Losskii, Nikolai Onufrievich

 

Born Nov. 24 (Dec. 6), 1870, in Kreslovka (near Vitebsk); died Jan. 24, 1965, in Sainte-Genevieve-des-Bois. Russian idealist philosopher; an intuitionist and personalist. Assistant professor (1900) and professor (1916) at St. Petersburg University.

In 1922, Losskii was exiled abroad. He lived in Czechoslovakia until 1945. He was a professor of philosophy at the Russian Orthodox seminary in New York from 1947 to 1950. According to Losskii, the main task of philosophy is to construct a theory of the world as an integral whole based primarily on religious experience.
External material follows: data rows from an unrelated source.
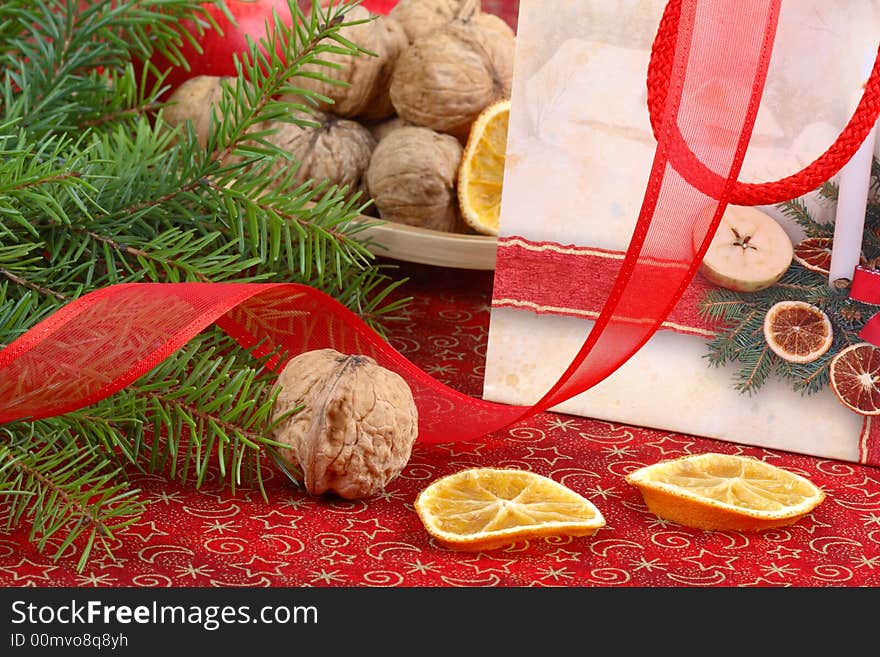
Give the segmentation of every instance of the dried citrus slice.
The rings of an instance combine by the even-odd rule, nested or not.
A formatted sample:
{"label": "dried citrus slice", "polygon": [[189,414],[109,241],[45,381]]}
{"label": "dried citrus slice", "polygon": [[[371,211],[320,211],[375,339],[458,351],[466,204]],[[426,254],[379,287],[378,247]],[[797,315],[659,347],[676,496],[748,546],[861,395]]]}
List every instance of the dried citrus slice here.
{"label": "dried citrus slice", "polygon": [[834,341],[828,315],[805,301],[780,301],[764,317],[764,339],[789,363],[812,363]]}
{"label": "dried citrus slice", "polygon": [[808,237],[794,247],[794,259],[810,271],[827,274],[831,271],[830,237]]}
{"label": "dried citrus slice", "polygon": [[806,477],[742,455],[694,454],[626,476],[648,509],[688,527],[756,531],[790,525],[825,493]]}
{"label": "dried citrus slice", "polygon": [[509,100],[483,110],[471,127],[458,170],[461,216],[483,235],[498,234],[509,118]]}
{"label": "dried citrus slice", "polygon": [[831,359],[831,389],[847,408],[862,415],[880,415],[880,349],[868,342],[854,344]]}
{"label": "dried citrus slice", "polygon": [[425,488],[415,509],[428,533],[455,550],[491,550],[540,536],[589,536],[605,525],[592,502],[528,470],[462,470]]}
{"label": "dried citrus slice", "polygon": [[[794,259],[810,271],[827,274],[831,271],[831,248],[834,240],[830,237],[808,237],[794,247]],[[865,265],[865,256],[860,264]]]}

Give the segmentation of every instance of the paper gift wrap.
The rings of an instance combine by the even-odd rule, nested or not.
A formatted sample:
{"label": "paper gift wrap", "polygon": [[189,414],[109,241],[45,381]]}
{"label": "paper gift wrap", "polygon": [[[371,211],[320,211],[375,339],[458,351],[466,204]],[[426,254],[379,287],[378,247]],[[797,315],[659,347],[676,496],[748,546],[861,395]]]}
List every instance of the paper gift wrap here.
{"label": "paper gift wrap", "polygon": [[[484,397],[510,404],[537,401],[583,345],[632,236],[656,147],[646,76],[665,2],[547,4],[520,4],[489,331]],[[788,176],[834,142],[878,38],[880,0],[782,3],[740,180]],[[817,219],[833,220],[818,195],[804,200]],[[793,241],[803,237],[777,208],[759,209]],[[632,359],[555,410],[866,460],[865,418],[828,387],[804,396],[776,380],[749,396],[734,388],[732,369],[707,364],[713,327],[696,308],[707,286],[698,275]]]}

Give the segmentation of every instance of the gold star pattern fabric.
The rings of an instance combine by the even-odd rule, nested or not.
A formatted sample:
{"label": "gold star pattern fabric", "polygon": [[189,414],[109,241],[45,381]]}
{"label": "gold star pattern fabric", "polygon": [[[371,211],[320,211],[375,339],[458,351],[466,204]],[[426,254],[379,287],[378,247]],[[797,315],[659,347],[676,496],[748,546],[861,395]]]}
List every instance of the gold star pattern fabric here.
{"label": "gold star pattern fabric", "polygon": [[[418,366],[479,396],[491,272],[404,265],[413,296],[390,342]],[[624,482],[632,470],[700,452],[747,454],[821,486],[826,501],[789,527],[706,532],[653,515]],[[483,553],[437,545],[413,510],[418,493],[471,467],[522,468],[592,501],[606,519],[593,536],[523,541]],[[0,585],[37,587],[727,587],[880,585],[880,472],[806,455],[555,413],[483,439],[417,443],[401,475],[357,501],[312,498],[271,471],[256,491],[196,490],[131,473],[152,504],[77,572],[73,546],[53,561],[27,526],[0,530]],[[57,541],[63,540],[61,537]],[[56,545],[49,550],[54,552]]]}

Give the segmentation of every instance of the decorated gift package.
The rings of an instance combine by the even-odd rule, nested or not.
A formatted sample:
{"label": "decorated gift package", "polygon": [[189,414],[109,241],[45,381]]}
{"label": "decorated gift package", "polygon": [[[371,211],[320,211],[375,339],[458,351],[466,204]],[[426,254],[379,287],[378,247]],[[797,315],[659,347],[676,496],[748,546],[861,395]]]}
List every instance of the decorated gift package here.
{"label": "decorated gift package", "polygon": [[[566,371],[636,263],[623,264],[628,247],[644,238],[643,192],[660,184],[652,178],[655,150],[658,139],[663,143],[664,95],[671,95],[665,85],[675,65],[664,61],[664,42],[676,38],[677,4],[562,0],[547,12],[545,3],[521,3],[488,399],[538,400]],[[741,38],[747,12],[737,3],[724,11],[711,19],[719,30],[711,38],[719,52],[734,52],[726,35]],[[876,130],[831,179],[798,173],[820,156],[828,159],[856,111],[877,52],[880,3],[783,2],[775,20],[765,88],[738,176],[743,182],[728,181],[731,205],[715,240],[700,260],[699,226],[716,209],[711,192],[681,195],[680,204],[666,206],[661,196],[654,227],[669,217],[673,228],[649,236],[641,255],[635,252],[640,259],[629,296],[624,293],[627,305],[614,311],[611,328],[615,321],[619,331],[626,322],[662,325],[653,336],[644,334],[646,344],[619,369],[557,408],[880,464],[872,422],[880,411],[880,352],[865,344],[863,332],[877,310],[871,305],[877,275],[870,272],[880,256],[880,206],[877,178],[869,183]],[[704,117],[702,125],[679,119],[686,148],[719,173],[724,149],[732,153],[739,137],[734,114],[746,108],[735,108],[743,102],[736,85],[751,75],[747,66],[730,60],[693,85],[686,80],[681,92],[681,111]],[[666,189],[678,176],[700,185],[684,163],[692,164],[682,156],[665,172]],[[798,176],[799,186],[791,184]],[[766,182],[778,179],[789,181]],[[688,234],[677,230],[682,225],[697,229]],[[697,265],[663,316],[657,297],[673,292],[663,288],[662,268]],[[857,265],[864,271],[851,284]],[[600,329],[594,332],[601,335]],[[610,343],[596,349],[603,346],[616,349]]]}

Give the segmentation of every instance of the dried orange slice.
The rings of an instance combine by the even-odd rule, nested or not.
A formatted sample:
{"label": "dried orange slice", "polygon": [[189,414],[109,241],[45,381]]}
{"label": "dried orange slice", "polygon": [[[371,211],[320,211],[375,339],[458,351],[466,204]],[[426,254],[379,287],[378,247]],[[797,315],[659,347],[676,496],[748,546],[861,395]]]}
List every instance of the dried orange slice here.
{"label": "dried orange slice", "polygon": [[880,349],[860,342],[831,359],[831,389],[843,405],[862,415],[880,415]]}
{"label": "dried orange slice", "polygon": [[764,339],[789,363],[812,363],[834,341],[828,315],[805,301],[780,301],[764,317]]}
{"label": "dried orange slice", "polygon": [[827,274],[831,271],[830,237],[808,237],[794,247],[794,259],[810,271]]}
{"label": "dried orange slice", "polygon": [[[794,259],[810,271],[828,274],[831,271],[831,248],[834,240],[830,237],[808,237],[794,247]],[[860,264],[865,265],[861,256]]]}
{"label": "dried orange slice", "polygon": [[480,551],[541,536],[589,536],[605,525],[584,497],[528,470],[470,468],[416,498],[428,533],[454,550]]}
{"label": "dried orange slice", "polygon": [[806,477],[733,454],[694,454],[626,476],[648,509],[666,520],[709,530],[757,531],[797,522],[825,499]]}
{"label": "dried orange slice", "polygon": [[461,216],[483,235],[498,234],[509,119],[509,100],[484,109],[471,127],[458,170]]}

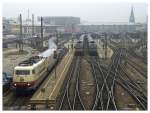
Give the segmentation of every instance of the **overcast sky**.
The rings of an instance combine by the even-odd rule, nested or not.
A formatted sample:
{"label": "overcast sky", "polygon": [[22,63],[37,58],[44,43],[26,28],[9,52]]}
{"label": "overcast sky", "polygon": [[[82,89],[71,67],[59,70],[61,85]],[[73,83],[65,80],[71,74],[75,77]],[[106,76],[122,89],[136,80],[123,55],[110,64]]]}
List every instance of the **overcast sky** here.
{"label": "overcast sky", "polygon": [[145,22],[147,4],[145,3],[3,3],[3,17],[17,17],[22,13],[27,18],[27,11],[35,16],[76,16],[82,21],[92,22],[128,22],[134,7],[136,22]]}

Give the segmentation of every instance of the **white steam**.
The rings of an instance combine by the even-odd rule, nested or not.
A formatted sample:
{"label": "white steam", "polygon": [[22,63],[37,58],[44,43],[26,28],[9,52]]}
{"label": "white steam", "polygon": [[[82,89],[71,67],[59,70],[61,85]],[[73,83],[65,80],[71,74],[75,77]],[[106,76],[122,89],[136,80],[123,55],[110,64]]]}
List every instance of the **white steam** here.
{"label": "white steam", "polygon": [[56,42],[56,37],[50,38],[48,41],[48,49],[44,51],[43,53],[39,54],[38,56],[40,57],[51,56],[54,53],[54,51],[57,49],[57,45],[55,42]]}

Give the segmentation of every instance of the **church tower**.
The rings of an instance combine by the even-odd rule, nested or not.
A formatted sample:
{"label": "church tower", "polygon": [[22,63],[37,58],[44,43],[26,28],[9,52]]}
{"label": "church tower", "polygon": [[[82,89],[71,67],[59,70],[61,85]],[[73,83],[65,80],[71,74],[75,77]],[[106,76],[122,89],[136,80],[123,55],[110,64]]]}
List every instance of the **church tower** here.
{"label": "church tower", "polygon": [[133,7],[131,8],[131,14],[130,14],[130,18],[129,18],[129,23],[135,23]]}

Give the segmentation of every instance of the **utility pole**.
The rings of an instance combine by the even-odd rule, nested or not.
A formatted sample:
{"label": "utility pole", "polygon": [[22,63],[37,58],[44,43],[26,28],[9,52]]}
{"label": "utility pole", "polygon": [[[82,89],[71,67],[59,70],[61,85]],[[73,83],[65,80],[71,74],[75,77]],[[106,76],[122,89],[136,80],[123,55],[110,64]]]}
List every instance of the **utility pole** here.
{"label": "utility pole", "polygon": [[56,45],[58,46],[59,33],[56,31]]}
{"label": "utility pole", "polygon": [[28,38],[30,38],[30,36],[31,36],[31,34],[30,34],[30,25],[29,25],[29,23],[30,23],[30,14],[29,14],[29,9],[28,9],[28,18],[27,18],[27,37]]}
{"label": "utility pole", "polygon": [[30,14],[29,14],[29,9],[28,9],[28,19],[27,19],[27,20],[28,20],[28,22],[29,22],[29,15],[30,15]]}
{"label": "utility pole", "polygon": [[19,52],[23,51],[23,40],[22,40],[22,15],[20,14],[20,37],[19,37]]}
{"label": "utility pole", "polygon": [[107,59],[107,34],[105,33],[105,60]]}
{"label": "utility pole", "polygon": [[71,31],[71,49],[73,49],[73,32],[74,32],[74,25],[72,24],[72,31]]}
{"label": "utility pole", "polygon": [[43,48],[43,17],[41,17],[41,49]]}
{"label": "utility pole", "polygon": [[34,47],[34,39],[33,39],[33,36],[34,36],[34,15],[32,14],[32,39],[31,39],[31,46]]}
{"label": "utility pole", "polygon": [[34,36],[34,14],[32,14],[32,37]]}
{"label": "utility pole", "polygon": [[125,51],[125,57],[124,57],[124,64],[125,65],[127,65],[127,49],[129,48],[129,38],[128,38],[128,34],[127,33],[125,33],[125,49],[126,49],[126,51]]}
{"label": "utility pole", "polygon": [[73,39],[74,39],[74,35],[72,33],[72,39],[71,39],[71,49],[73,50]]}

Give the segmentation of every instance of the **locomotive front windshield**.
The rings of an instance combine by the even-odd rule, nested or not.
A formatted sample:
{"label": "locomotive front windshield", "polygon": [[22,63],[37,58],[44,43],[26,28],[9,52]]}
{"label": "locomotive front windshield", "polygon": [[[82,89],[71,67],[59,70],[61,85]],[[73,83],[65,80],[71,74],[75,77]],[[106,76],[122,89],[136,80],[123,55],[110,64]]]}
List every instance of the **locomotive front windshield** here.
{"label": "locomotive front windshield", "polygon": [[30,75],[30,70],[16,70],[16,75]]}
{"label": "locomotive front windshield", "polygon": [[90,43],[94,43],[94,41],[90,41]]}

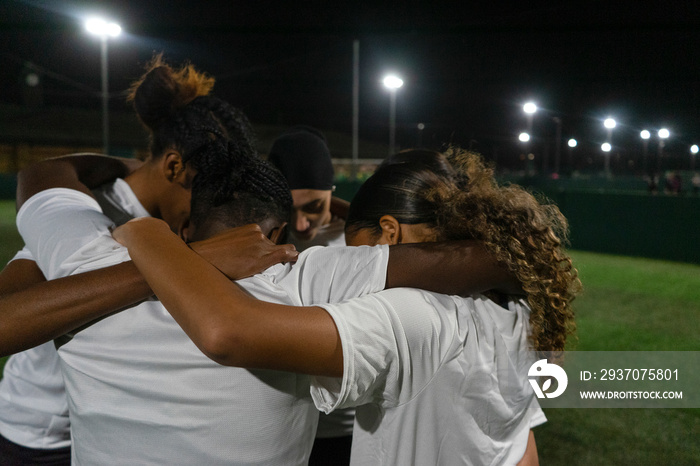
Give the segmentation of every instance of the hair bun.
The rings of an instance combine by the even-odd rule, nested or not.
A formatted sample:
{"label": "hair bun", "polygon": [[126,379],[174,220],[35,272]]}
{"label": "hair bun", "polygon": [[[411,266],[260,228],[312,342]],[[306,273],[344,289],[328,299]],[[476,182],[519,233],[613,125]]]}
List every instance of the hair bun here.
{"label": "hair bun", "polygon": [[146,73],[131,86],[129,100],[139,118],[154,130],[178,109],[200,96],[206,96],[214,87],[214,78],[197,71],[191,64],[173,69],[157,55],[149,63]]}

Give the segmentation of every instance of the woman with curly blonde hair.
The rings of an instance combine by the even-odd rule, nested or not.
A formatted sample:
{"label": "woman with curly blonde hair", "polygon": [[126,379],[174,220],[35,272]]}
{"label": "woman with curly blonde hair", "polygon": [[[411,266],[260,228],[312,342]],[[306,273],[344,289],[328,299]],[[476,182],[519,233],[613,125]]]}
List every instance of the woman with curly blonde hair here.
{"label": "woman with curly blonde hair", "polygon": [[347,234],[365,229],[376,240],[384,215],[424,225],[433,241],[483,242],[523,286],[532,347],[564,350],[576,329],[571,302],[581,285],[563,249],[568,223],[554,204],[520,186],[499,186],[476,153],[411,150],[387,159],[362,187],[348,214]]}
{"label": "woman with curly blonde hair", "polygon": [[398,288],[284,306],[246,294],[162,224],[131,222],[114,236],[207,356],[310,374],[322,411],[357,406],[352,464],[452,465],[537,463],[531,428],[545,418],[527,370],[531,350],[563,349],[574,328],[565,231],[556,207],[499,187],[477,155],[451,149],[381,166],[351,203],[348,244],[477,239],[527,299]]}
The central element of the world is the mystically understood individual as a supratemporal agent of creativity. Cognition begins when a series of intentional (purposive) acts (recognition, attention) is directed toward an object. Depending on the nature of the object, the object is known through various forms of intuition—intellectual, sensory, or mystical. According to Losskii, the fundamental traits of Russian philosophy are its ethical nature, religious reality, and synthetic structure. Losskii minimized the role of materialist thinkers in the development of Russian philosophy (History of Russian Philosophy, 1951; Russian edition, 1954).

WORKS

Osnovnye ucheniia psikhologii s tochkoi zreniia voliuntarizma. St. Petersburg, 1903.
Mir kak organicheskoe tseloe. Moscow, 1917.
Osnovnye voprosy gnoseologii. Petrograd, 1919. (Collection of articles).
Intuitivnaia filosofiia Bergsona, 3rd ed. Petrograd, 1922.
Obosnovanie intuitivizma, 3rd ed. Berlin, 1924.
Svoboda voli. Paris, 1927.
Tipy mirovozzrenii. Paris, 1931.
Usloviia absoliutnogo dobra (osnovy etiki). Paris, 1931.
Chuvstvennaia, intellektual’naia i misticheskaia intuitsiia. Paris, 1938.
Dostoevskii i ego khristianskoe miroponimanie. New York, 1953.
“Personalistischer Idealismus.” Kant-Studien, 1959-60, vol. 51, fasc. 4.

REFERENCES

Chueva, I. P. Kritika idei intuitivizma v Rossii. Moscow-Leningrad, 1963.
Istoriia filosofii v SSSR, vol. 4. Moscow, 1971.